What I think is most interesting is that our immediate instinct is to predict complete demise of the past, and an overwhelming win by the new. Perhaps this is because we have such a strong association with sports metaphors? Where one team wins and the other just flat loses? Victory, Defeat, and Nothing else? But what we have seen recently in many arenas in technology is that as new “products” enter the market, there is correction for the old product, but the old one isn’t “defeated” — it doesn’t die and wither away completely. Sure, there have been a lot of newspapers closing, but there are still many that have survived. Smart investors like Rupert Murdoch and Warren Buffet and Jeff Bezos have made huge investments in significant newspapers properties. These are not people who throw their money down a hole for fun.

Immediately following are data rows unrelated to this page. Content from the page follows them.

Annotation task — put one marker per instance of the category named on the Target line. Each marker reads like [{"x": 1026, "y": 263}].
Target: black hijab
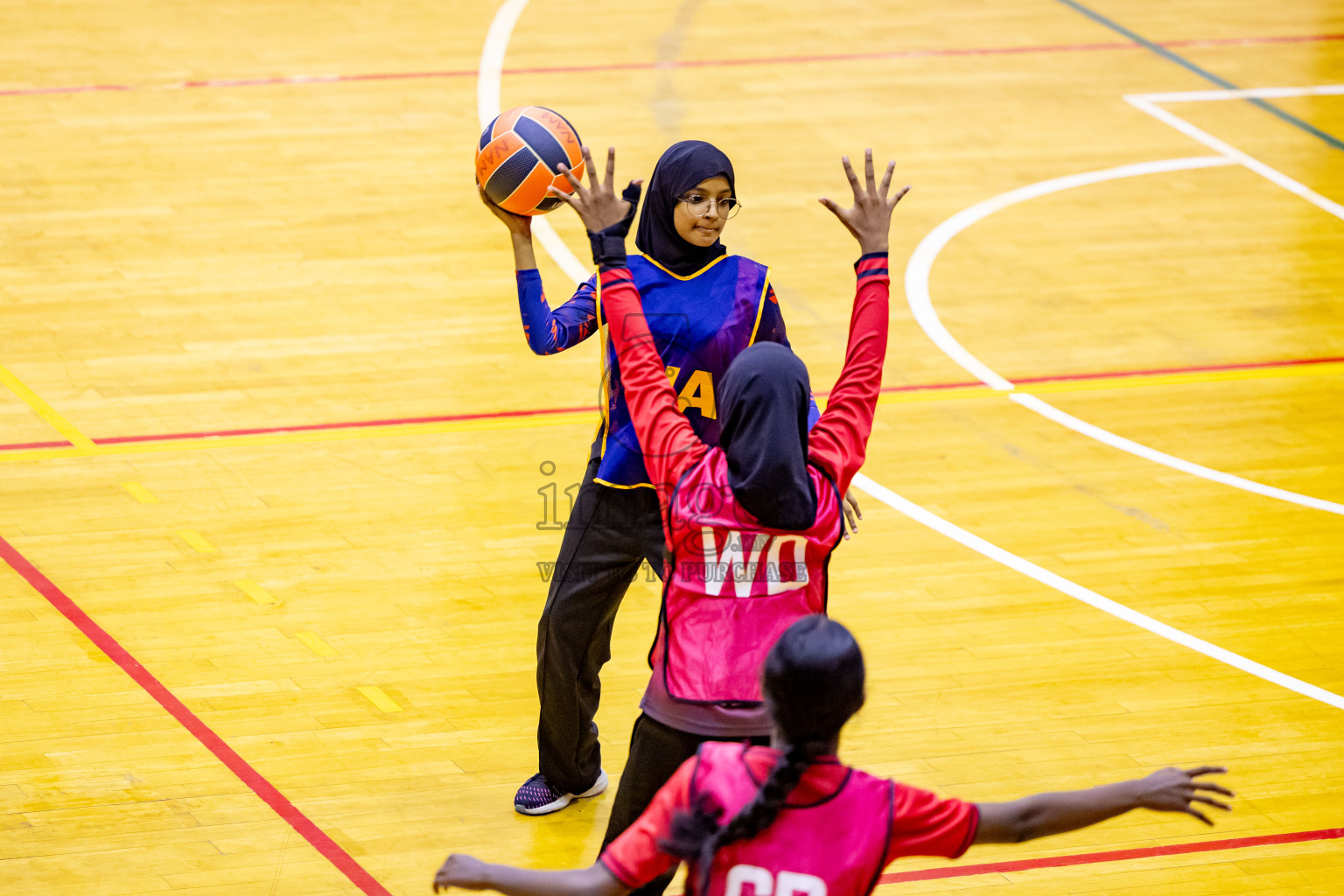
[
  {"x": 764, "y": 402},
  {"x": 680, "y": 168}
]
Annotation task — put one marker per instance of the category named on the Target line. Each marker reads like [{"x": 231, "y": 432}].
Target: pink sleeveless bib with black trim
[
  {"x": 835, "y": 846},
  {"x": 734, "y": 586}
]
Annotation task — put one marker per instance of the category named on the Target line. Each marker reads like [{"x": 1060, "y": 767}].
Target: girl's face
[{"x": 706, "y": 228}]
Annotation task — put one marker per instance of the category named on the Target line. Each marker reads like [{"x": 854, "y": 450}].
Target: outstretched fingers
[
  {"x": 588, "y": 163},
  {"x": 569, "y": 175},
  {"x": 898, "y": 196},
  {"x": 854, "y": 178},
  {"x": 886, "y": 182}
]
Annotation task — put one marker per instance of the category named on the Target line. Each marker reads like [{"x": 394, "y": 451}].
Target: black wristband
[{"x": 608, "y": 248}]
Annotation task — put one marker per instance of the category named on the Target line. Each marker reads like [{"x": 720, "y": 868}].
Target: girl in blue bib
[{"x": 704, "y": 308}]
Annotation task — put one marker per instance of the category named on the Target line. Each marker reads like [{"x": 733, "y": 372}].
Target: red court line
[
  {"x": 188, "y": 720},
  {"x": 682, "y": 63},
  {"x": 20, "y": 446},
  {"x": 547, "y": 411},
  {"x": 1113, "y": 856},
  {"x": 353, "y": 424}
]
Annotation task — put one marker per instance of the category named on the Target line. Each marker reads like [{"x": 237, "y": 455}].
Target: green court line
[{"x": 1205, "y": 73}]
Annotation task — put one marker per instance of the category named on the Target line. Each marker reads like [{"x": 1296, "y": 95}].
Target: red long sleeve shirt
[{"x": 839, "y": 439}]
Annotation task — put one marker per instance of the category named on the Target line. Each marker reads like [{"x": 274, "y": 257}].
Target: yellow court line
[
  {"x": 569, "y": 418},
  {"x": 379, "y": 699},
  {"x": 315, "y": 642},
  {"x": 255, "y": 592},
  {"x": 43, "y": 410}
]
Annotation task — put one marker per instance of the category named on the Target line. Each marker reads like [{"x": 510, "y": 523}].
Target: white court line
[
  {"x": 489, "y": 75},
  {"x": 496, "y": 43},
  {"x": 1254, "y": 93},
  {"x": 1090, "y": 597},
  {"x": 1146, "y": 105},
  {"x": 920, "y": 305}
]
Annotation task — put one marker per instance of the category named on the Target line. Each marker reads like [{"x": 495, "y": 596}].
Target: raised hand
[
  {"x": 597, "y": 205},
  {"x": 1176, "y": 790},
  {"x": 870, "y": 218}
]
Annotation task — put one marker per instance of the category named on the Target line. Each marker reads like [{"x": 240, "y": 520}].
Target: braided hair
[{"x": 812, "y": 682}]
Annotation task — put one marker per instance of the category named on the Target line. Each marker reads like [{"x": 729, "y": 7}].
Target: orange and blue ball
[{"x": 519, "y": 156}]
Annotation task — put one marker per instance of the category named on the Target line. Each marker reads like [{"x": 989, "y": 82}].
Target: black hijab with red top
[
  {"x": 764, "y": 402},
  {"x": 680, "y": 168}
]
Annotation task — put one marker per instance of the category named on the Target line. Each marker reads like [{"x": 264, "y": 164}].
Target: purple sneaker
[{"x": 539, "y": 797}]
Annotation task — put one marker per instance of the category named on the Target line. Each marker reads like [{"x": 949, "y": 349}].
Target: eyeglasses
[{"x": 699, "y": 206}]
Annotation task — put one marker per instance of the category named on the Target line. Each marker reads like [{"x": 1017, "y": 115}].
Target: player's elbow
[{"x": 1015, "y": 822}]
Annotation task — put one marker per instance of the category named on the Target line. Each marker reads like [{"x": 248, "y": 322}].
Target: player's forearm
[
  {"x": 840, "y": 436},
  {"x": 594, "y": 880},
  {"x": 1054, "y": 813},
  {"x": 524, "y": 256}
]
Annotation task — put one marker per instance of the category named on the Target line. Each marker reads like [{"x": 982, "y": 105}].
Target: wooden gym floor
[{"x": 273, "y": 453}]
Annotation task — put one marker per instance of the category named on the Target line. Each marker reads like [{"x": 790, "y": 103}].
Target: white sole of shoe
[{"x": 556, "y": 805}]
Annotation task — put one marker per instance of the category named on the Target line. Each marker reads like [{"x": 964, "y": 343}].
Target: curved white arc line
[
  {"x": 1083, "y": 427},
  {"x": 920, "y": 261},
  {"x": 489, "y": 75},
  {"x": 1090, "y": 597},
  {"x": 920, "y": 305},
  {"x": 941, "y": 526},
  {"x": 1271, "y": 175}
]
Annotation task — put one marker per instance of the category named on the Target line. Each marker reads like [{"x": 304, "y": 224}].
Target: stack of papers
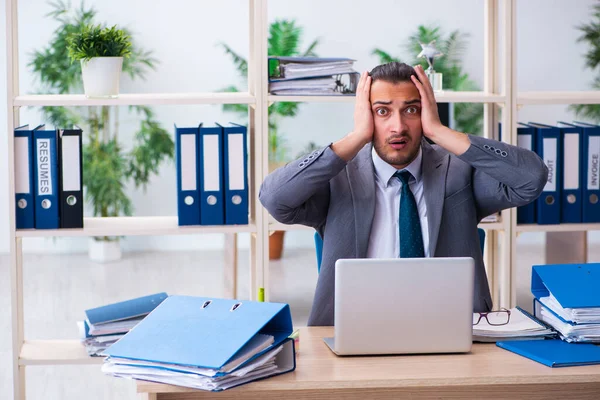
[
  {"x": 105, "y": 325},
  {"x": 312, "y": 76},
  {"x": 521, "y": 326},
  {"x": 208, "y": 344}
]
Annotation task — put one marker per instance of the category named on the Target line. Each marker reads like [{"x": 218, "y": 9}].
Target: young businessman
[{"x": 383, "y": 191}]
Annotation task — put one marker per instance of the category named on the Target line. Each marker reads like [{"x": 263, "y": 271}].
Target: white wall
[{"x": 184, "y": 35}]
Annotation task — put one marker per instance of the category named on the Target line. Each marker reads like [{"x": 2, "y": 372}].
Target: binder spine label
[
  {"x": 550, "y": 161},
  {"x": 44, "y": 167},
  {"x": 594, "y": 156}
]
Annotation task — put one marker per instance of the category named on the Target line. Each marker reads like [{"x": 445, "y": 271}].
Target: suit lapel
[
  {"x": 361, "y": 177},
  {"x": 435, "y": 167}
]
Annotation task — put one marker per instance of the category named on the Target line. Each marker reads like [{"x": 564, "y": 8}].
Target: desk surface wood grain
[{"x": 486, "y": 372}]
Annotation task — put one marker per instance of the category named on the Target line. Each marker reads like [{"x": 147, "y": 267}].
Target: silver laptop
[{"x": 403, "y": 306}]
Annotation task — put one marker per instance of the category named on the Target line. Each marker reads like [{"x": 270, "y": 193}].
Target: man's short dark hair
[{"x": 393, "y": 72}]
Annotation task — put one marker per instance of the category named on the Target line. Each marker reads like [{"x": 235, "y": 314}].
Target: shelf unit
[{"x": 500, "y": 240}]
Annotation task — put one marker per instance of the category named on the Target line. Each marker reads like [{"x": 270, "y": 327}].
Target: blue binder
[
  {"x": 555, "y": 352},
  {"x": 24, "y": 186},
  {"x": 125, "y": 309},
  {"x": 235, "y": 172},
  {"x": 526, "y": 139},
  {"x": 47, "y": 204},
  {"x": 549, "y": 149},
  {"x": 573, "y": 285},
  {"x": 590, "y": 171},
  {"x": 571, "y": 138},
  {"x": 202, "y": 332},
  {"x": 212, "y": 207},
  {"x": 188, "y": 182}
]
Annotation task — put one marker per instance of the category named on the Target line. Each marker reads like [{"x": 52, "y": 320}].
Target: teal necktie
[{"x": 411, "y": 238}]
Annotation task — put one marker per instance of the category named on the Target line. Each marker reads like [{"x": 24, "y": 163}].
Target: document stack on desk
[
  {"x": 204, "y": 343},
  {"x": 567, "y": 297},
  {"x": 107, "y": 324},
  {"x": 521, "y": 326},
  {"x": 312, "y": 76}
]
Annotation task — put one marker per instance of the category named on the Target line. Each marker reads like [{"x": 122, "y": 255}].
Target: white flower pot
[
  {"x": 101, "y": 76},
  {"x": 104, "y": 251}
]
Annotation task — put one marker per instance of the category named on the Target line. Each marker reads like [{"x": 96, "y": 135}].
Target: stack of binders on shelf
[
  {"x": 48, "y": 178},
  {"x": 312, "y": 76},
  {"x": 105, "y": 325},
  {"x": 205, "y": 343},
  {"x": 567, "y": 298},
  {"x": 212, "y": 175},
  {"x": 571, "y": 152}
]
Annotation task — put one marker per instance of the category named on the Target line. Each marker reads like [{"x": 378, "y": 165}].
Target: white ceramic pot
[
  {"x": 101, "y": 76},
  {"x": 104, "y": 251}
]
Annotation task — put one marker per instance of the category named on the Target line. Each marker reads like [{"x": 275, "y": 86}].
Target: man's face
[{"x": 397, "y": 121}]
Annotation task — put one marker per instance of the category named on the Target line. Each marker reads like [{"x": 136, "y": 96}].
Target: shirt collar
[{"x": 385, "y": 171}]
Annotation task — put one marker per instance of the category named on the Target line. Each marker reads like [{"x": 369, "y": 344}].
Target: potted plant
[
  {"x": 284, "y": 40},
  {"x": 100, "y": 50},
  {"x": 108, "y": 166}
]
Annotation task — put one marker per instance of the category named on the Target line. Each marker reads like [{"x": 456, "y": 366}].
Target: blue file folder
[
  {"x": 590, "y": 171},
  {"x": 125, "y": 309},
  {"x": 526, "y": 139},
  {"x": 212, "y": 207},
  {"x": 573, "y": 285},
  {"x": 202, "y": 332},
  {"x": 549, "y": 149},
  {"x": 235, "y": 172},
  {"x": 24, "y": 186},
  {"x": 47, "y": 204},
  {"x": 188, "y": 182},
  {"x": 555, "y": 352}
]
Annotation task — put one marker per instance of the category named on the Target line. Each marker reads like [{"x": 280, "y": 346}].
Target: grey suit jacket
[{"x": 338, "y": 199}]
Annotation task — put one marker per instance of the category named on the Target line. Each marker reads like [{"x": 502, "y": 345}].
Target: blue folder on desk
[
  {"x": 573, "y": 285},
  {"x": 203, "y": 332},
  {"x": 555, "y": 352}
]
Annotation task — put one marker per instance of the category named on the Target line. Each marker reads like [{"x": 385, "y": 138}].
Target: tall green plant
[
  {"x": 107, "y": 166},
  {"x": 467, "y": 116},
  {"x": 590, "y": 34},
  {"x": 285, "y": 38}
]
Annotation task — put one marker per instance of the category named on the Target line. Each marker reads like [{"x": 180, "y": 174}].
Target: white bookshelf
[{"x": 500, "y": 239}]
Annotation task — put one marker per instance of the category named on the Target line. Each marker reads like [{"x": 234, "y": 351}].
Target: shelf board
[
  {"x": 583, "y": 97},
  {"x": 558, "y": 228},
  {"x": 276, "y": 226},
  {"x": 55, "y": 352},
  {"x": 128, "y": 99},
  {"x": 134, "y": 226},
  {"x": 442, "y": 97}
]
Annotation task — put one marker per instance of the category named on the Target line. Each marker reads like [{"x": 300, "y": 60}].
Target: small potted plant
[{"x": 100, "y": 50}]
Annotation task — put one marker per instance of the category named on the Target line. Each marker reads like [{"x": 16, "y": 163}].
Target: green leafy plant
[
  {"x": 590, "y": 34},
  {"x": 285, "y": 37},
  {"x": 97, "y": 41},
  {"x": 467, "y": 116},
  {"x": 107, "y": 165}
]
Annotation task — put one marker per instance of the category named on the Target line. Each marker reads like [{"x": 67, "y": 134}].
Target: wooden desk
[{"x": 488, "y": 372}]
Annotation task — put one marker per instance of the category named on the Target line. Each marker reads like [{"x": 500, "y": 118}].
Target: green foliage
[
  {"x": 284, "y": 39},
  {"x": 467, "y": 116},
  {"x": 98, "y": 41},
  {"x": 107, "y": 166},
  {"x": 590, "y": 34}
]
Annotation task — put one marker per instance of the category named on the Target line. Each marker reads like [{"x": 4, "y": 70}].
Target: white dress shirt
[{"x": 384, "y": 241}]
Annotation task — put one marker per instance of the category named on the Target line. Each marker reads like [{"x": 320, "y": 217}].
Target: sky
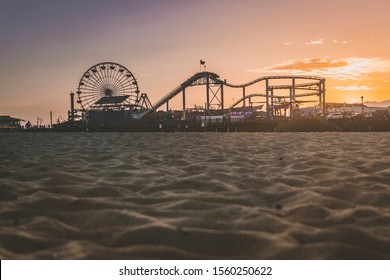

It brings to mind in my own thinking about, and parallels to, legal education. Law Schools are under severe economic pressure. Yesterday, it was announced that Thomas Mitchell and Hamline will merge. That is the first of probably many more mergers and closings. There are now upstart competitors — iLaw and Concord might be the HuffPost of a decade ago. Maybe their product is not as good right now. But they are getting better. And much of legal education is stuck in the past while the profession we serve has moved on. Has had to move on. There has been some innovation in law schools; the growth of Experiential Learning is an example. But we simply have to innovate, and radically: we have to create new products, such as online offerings to different degrees and certificates. Good ones, serving our current market, and new markets that we discover, create, and serve. This is the way of the future. The Times has shown us. David Carr showed us.
In the world of disrupted media, we will sorely miss his voice of clarity and reason about these things.